Understood. You would need to do some finite element analysis which SketchUp can’t. Knowing where the CofG of the assembly will help.
Thanks very much for that - I will study it with interest.
But aside from calculating the loads, what I really want to know is what effect those loads have on the plate, and what thickness does the plate have to be to carry those loads, and whether I can get away with aluminium or does it have to be steel? Obviously a strip 10mm thick would support the door easily but I want to know the minimum thickness I can get away with safely. Ideally I would like to use 3mm.
Hopefully that makes sense.
Looking at this quickly, the maximum deflection won’t be at the centre if that’s the pivot point—it will be at the free end. You should treat it as a cantilever, with the pivot point fixed and the free end supported by the 3 mm beam carrying the glass.
If the calculated deflection under the expected load exceeds allowable limits, the beam will need to be strengthened. From experience, 3 mm stainless steel over a 3 m span at this loading seems far too flexible.
Assumptions made:
For a quick check, you can model half the door (1.5 m) with half the weight (180 kg) acting as a point load at the free end. This will give an idea of deflection. My gut feeling is that a 3 mm stainless section at 1.5 m with a 180 kg point load at the end will be too flexible.
Additional factors to consider include how the plate is fixed, as load transfer and the stiffness of the glass panels themselves will influence overall performance.
An angle section of stainless would be much better to resisting bending.
Edit: Seconds thoughts on this
The glass wouldn’t act as a point load so you can look at it as a UDL load along a cantilever which would give a better representation on how the glass load will act on the beam.
Thank you very much for your response.
I am going to draw an axo view of the proposed setup this evening, to provide a clearer explanation of the problem.
I don’t think I have explained it clearly.
Oh, wait, is this a pivot door, i.e. hinged in the middle so the whole door weight comes to one point there?
No - in hindsight that was a poor description by me.

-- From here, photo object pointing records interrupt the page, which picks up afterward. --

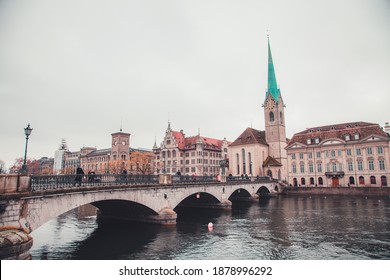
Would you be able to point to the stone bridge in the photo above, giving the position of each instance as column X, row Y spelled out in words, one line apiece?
column 26, row 204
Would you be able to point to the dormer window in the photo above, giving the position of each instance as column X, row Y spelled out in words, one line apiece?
column 356, row 136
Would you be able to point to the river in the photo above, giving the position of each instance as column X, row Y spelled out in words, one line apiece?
column 284, row 227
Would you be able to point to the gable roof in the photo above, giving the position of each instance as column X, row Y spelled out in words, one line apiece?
column 270, row 161
column 190, row 142
column 250, row 136
column 338, row 131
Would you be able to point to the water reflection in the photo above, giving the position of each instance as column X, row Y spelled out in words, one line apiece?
column 273, row 228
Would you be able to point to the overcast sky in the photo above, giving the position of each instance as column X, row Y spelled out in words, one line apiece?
column 78, row 69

The door is supported on 2 double wheel carriages either end, and the carriages themselves are fixed to the plate. I will draw it up again this evening to make the setup clearer
I’m wondering if the rigidity of the glass itself has to be factored in. That is, if the glass doesn’t sag the support won’t bend.

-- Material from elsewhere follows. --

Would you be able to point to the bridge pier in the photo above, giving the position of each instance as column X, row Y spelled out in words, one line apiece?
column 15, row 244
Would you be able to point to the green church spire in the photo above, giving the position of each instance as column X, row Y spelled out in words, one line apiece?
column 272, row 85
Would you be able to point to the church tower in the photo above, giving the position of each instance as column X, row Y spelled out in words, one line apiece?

This looks like a question for a qualified engineer.
Ah. Good question…
Yes pretty much, i think what is suggesting now is there are two roller wheel each end and wants to know if it will sag between them. The glass is large so wont bend when standing on its side. Effectively the plate at the bottom will be a way of fixing the wheels and hold the glass in place. The load will be the wheels.
The way to look at it is would the glass take its own weight if the 3mm plate wasn’t there..? probably yes so the plate isn’t doing much its just a way to connect it all.
Best way to start is to draw a free body diagram, see where there the loads are and where the reaction forces are.
Do you have a 3D model? If this are sliding glass doors they should have railing if they’re not sliding doors the pivot should be on a different place and if the doors are heavy they should have also some railing or wheels mechanism.
Kevin? why don’t you build it as a 3d model in sketchup… even if it is rough, post it here and most of us will be able to more effectively help.. I mean, that is the advantage of SketchUp.. 3d modelling !
PS wouldn’t the most severe loading be on the other plane, mid-point between the roller wheels.
(and the solution add more roller wheels ?)
glass slider.skp (69.0 KB)
PS can you use 6mm glass in a frame 3 x 3 metres in size? I used to work in my Dad’s glazing business… not sure I would want to handle that !